Wesley Smith points out on his blog (coorectly I think) that the Raelians are so successful because they offer a lot of free sex:

"I mentioned the Raelians because you pointed out that both transhumanism and that cult seek a material immortality through science. You wondered why they were so successful in recruiting adherents. I just pointed out that the Raelians offer a lot of sex to those who join them."

http://www.wesleyjsmith.com/blog/2007/01/give-me-that-new-transhumanist.html

You know, he's right. I recently watched this notorious YouTube video of Kylie Minogue in her knickers simulating sex in a riding machine and I had more fun watching that 1 minutes 34 clip than I ever had in 3 years of incredibly boring conversations on transhumanist-lists. Here's the clip by the way:

http://www.youtube.com/watch?v=9JKfTlK8CDI

And indeed, the WTA has only a few hundred paying members, but the Minogue sex clip is one of the 'most viewed' (watched by millions).

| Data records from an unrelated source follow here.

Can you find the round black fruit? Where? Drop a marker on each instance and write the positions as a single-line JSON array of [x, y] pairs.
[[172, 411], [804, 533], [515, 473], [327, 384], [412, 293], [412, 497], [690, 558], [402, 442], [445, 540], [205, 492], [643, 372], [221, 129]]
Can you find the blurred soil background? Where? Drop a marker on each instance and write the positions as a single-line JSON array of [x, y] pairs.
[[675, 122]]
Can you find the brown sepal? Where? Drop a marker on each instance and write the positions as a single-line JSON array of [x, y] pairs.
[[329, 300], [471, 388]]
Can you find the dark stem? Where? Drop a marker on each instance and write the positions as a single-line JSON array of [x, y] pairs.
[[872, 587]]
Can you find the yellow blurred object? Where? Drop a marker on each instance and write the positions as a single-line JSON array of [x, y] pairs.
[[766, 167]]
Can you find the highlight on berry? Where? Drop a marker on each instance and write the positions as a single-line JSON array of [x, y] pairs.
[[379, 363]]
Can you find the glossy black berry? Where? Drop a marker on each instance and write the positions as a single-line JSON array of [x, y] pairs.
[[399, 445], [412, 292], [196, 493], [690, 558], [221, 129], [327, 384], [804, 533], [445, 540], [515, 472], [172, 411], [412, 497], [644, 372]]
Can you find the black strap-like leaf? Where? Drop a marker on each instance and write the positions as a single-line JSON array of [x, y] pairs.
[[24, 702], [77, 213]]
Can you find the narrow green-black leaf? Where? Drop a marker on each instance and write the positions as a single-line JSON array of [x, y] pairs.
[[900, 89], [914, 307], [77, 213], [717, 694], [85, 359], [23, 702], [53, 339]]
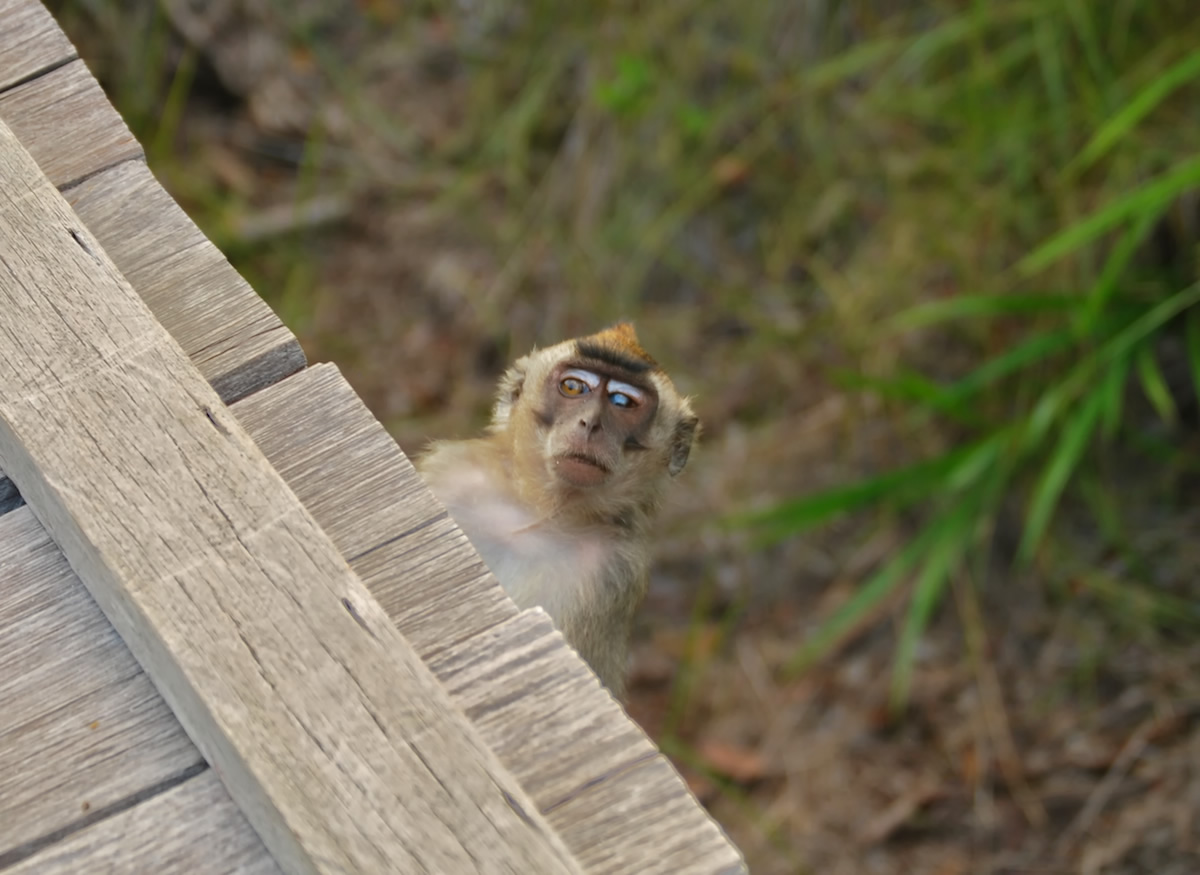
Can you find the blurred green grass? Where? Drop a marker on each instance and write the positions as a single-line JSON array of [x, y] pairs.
[[982, 214]]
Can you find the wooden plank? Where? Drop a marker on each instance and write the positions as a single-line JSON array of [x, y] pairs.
[[30, 42], [67, 125], [66, 657], [328, 730], [190, 828], [617, 802], [364, 492], [228, 331], [82, 729]]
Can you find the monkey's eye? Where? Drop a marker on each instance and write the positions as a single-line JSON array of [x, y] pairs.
[[624, 395], [577, 382], [570, 385]]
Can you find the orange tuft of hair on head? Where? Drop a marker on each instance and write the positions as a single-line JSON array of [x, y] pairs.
[[621, 339]]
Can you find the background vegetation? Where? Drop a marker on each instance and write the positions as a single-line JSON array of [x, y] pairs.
[[927, 600]]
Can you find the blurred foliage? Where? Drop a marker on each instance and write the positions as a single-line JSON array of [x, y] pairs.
[[983, 214]]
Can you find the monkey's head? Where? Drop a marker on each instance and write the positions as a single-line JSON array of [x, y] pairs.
[[601, 415]]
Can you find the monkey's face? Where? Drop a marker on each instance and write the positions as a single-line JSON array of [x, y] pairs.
[[591, 413], [595, 417]]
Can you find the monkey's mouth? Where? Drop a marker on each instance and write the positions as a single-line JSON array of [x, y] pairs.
[[580, 469]]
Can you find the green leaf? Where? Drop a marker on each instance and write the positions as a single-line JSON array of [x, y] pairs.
[[876, 588], [943, 556], [982, 306], [1127, 118], [910, 387], [628, 88], [1071, 448], [1153, 384], [1116, 263], [1031, 351], [1150, 197], [1113, 389], [1192, 337]]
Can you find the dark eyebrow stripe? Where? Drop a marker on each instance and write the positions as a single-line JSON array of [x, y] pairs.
[[613, 357]]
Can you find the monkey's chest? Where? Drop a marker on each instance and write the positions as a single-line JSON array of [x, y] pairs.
[[556, 570]]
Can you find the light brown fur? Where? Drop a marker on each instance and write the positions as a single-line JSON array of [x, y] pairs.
[[559, 496]]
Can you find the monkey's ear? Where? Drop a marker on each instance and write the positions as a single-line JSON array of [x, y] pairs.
[[681, 443], [508, 391]]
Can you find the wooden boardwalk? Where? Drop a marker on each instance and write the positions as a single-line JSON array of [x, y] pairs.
[[237, 630]]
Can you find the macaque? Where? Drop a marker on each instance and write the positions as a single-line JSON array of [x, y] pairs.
[[558, 497]]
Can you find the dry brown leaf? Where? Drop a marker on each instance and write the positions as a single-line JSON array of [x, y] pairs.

That tells you how the human motivational system really works.

I've kinda realized that if I'm to do something about death I'm largely 'on my own' in this thing. If you're gonna do something 'transhumanist-ish' do it because you think it's right. But don't expect any one to help or even to care. Just my personal view of course.

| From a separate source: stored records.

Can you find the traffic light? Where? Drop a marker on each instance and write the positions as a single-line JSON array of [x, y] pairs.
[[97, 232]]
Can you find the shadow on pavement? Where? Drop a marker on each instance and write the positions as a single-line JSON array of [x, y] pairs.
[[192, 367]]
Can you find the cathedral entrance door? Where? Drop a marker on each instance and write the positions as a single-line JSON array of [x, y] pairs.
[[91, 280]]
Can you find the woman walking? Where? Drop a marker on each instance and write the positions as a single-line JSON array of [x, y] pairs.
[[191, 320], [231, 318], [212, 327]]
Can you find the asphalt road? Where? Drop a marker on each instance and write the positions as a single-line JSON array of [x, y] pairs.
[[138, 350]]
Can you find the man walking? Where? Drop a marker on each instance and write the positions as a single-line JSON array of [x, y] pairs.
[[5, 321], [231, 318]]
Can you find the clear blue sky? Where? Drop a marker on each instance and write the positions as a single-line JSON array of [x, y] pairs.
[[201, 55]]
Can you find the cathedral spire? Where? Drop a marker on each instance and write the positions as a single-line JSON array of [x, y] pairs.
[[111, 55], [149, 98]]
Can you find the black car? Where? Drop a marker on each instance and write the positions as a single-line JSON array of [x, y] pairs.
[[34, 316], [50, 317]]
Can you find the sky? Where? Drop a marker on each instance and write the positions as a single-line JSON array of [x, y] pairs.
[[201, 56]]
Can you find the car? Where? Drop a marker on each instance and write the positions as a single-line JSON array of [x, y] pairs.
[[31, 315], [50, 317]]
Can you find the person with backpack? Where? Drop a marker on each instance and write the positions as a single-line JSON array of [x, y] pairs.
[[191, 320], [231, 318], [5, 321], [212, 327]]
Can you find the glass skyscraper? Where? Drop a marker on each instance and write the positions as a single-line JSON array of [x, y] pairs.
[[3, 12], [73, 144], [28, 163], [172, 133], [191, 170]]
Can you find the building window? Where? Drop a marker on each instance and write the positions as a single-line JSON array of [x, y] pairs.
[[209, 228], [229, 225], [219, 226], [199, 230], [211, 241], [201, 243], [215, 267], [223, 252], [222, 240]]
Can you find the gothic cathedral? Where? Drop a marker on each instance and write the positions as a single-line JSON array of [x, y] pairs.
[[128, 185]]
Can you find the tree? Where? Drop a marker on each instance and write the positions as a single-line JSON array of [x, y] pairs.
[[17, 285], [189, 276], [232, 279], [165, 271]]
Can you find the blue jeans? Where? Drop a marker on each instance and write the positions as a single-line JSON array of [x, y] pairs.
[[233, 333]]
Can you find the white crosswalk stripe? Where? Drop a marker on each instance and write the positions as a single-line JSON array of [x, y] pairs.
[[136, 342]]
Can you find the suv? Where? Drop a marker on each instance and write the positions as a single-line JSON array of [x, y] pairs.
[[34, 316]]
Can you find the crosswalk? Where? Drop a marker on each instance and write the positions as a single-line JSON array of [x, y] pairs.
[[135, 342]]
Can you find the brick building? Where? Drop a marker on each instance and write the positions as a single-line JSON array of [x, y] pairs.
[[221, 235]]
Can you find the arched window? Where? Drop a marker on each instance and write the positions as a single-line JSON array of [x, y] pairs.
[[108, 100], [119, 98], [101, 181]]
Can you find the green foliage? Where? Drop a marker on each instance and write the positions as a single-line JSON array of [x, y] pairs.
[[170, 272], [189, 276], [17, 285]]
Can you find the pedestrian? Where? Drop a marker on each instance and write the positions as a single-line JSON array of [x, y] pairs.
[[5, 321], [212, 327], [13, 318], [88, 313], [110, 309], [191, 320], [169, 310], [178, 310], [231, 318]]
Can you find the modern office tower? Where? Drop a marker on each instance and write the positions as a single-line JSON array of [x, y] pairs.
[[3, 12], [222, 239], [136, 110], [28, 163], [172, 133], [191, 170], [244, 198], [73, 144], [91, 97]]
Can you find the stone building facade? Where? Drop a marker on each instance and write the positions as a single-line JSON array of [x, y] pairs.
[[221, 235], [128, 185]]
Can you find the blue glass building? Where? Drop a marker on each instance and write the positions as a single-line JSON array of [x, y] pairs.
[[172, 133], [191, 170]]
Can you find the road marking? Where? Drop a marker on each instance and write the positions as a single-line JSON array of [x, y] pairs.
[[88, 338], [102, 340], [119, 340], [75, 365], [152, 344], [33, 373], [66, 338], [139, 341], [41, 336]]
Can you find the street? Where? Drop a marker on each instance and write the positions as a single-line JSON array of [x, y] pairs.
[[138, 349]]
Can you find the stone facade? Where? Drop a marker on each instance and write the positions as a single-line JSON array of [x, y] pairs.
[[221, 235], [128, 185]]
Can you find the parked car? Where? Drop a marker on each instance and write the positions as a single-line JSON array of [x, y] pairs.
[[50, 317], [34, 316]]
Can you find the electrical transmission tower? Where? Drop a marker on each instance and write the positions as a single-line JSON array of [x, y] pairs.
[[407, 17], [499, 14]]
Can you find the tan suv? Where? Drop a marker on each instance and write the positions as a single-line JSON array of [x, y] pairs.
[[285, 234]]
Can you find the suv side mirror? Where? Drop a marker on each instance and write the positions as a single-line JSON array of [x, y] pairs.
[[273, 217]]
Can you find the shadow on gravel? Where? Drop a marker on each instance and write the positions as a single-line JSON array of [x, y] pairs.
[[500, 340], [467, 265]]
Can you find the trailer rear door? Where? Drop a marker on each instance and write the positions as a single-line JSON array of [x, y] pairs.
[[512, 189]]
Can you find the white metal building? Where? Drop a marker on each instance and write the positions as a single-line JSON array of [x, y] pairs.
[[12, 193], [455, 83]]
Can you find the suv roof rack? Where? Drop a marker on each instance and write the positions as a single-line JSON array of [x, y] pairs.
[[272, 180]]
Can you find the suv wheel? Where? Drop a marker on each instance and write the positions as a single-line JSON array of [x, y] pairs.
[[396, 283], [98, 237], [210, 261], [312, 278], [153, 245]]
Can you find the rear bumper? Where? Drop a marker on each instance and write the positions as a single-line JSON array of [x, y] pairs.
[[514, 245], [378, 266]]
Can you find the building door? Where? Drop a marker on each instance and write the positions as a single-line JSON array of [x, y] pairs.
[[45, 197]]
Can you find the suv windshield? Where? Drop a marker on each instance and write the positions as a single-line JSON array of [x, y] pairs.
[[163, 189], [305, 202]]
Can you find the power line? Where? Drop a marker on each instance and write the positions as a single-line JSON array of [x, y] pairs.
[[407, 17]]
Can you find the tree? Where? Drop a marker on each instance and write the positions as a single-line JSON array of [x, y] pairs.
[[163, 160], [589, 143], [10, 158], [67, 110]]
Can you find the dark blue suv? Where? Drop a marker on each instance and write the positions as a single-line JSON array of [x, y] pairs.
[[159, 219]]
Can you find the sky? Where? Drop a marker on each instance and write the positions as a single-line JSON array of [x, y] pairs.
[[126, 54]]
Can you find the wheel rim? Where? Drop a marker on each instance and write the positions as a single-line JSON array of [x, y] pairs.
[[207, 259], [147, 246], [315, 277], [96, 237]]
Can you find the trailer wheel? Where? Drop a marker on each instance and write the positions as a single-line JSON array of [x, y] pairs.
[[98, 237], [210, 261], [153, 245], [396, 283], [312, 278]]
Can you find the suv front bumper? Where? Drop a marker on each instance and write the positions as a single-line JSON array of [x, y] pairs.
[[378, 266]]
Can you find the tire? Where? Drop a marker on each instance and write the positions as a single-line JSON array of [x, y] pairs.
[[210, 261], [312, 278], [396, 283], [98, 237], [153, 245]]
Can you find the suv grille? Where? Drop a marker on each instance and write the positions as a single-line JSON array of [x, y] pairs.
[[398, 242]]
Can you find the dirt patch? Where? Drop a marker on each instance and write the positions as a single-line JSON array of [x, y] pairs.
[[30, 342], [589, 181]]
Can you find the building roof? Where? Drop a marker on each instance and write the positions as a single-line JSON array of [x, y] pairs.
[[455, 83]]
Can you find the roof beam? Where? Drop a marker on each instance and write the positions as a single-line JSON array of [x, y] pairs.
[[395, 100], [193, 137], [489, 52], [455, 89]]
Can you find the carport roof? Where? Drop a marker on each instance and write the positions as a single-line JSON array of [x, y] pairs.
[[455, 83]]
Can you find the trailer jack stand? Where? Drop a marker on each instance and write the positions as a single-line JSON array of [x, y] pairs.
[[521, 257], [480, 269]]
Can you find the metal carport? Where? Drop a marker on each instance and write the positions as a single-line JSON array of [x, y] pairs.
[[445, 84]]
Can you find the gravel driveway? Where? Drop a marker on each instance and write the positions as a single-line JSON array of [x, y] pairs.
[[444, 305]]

Posted by: Marc_Geddes at January 3rd, 2007 9:17 PM

Hmmm. I think what you're really looking at here is the difference between immediate and deferred gratification. Having or watching sex is fun in and of itself. Wrestling with the details of telomere extension is something with a very indirect connection to a desirable result far down the road. It's like going in at 8:00 AM every day to do a dull or unpleasant job. People still do it because they know they'll get a paycheck eventually, but with markedly less enthusiasm than they would set off for a no-holds-barred encounter with Ms. Minogue.

Now imagine how little enthusiasm you'd have for the dull job if you weren't even really convinced the paycheck would materialize. That's our current situation.

People will fight an immediate threat of death, when they believe they have a credible chance of survival if they do fight. They do want to live.

Another point is that most people can't do anything that will influence the outcome, so why should they try? If I were rich I'd give money to anti-aging research, but I'm not. What can I do to influence whether SENS arrives or not, and how fast? Nothing, except perhaps just a tiny bit, by talking about it and taking opportunities to get people interested in the subject. Which I do. And which you also do, more effectively, via this site.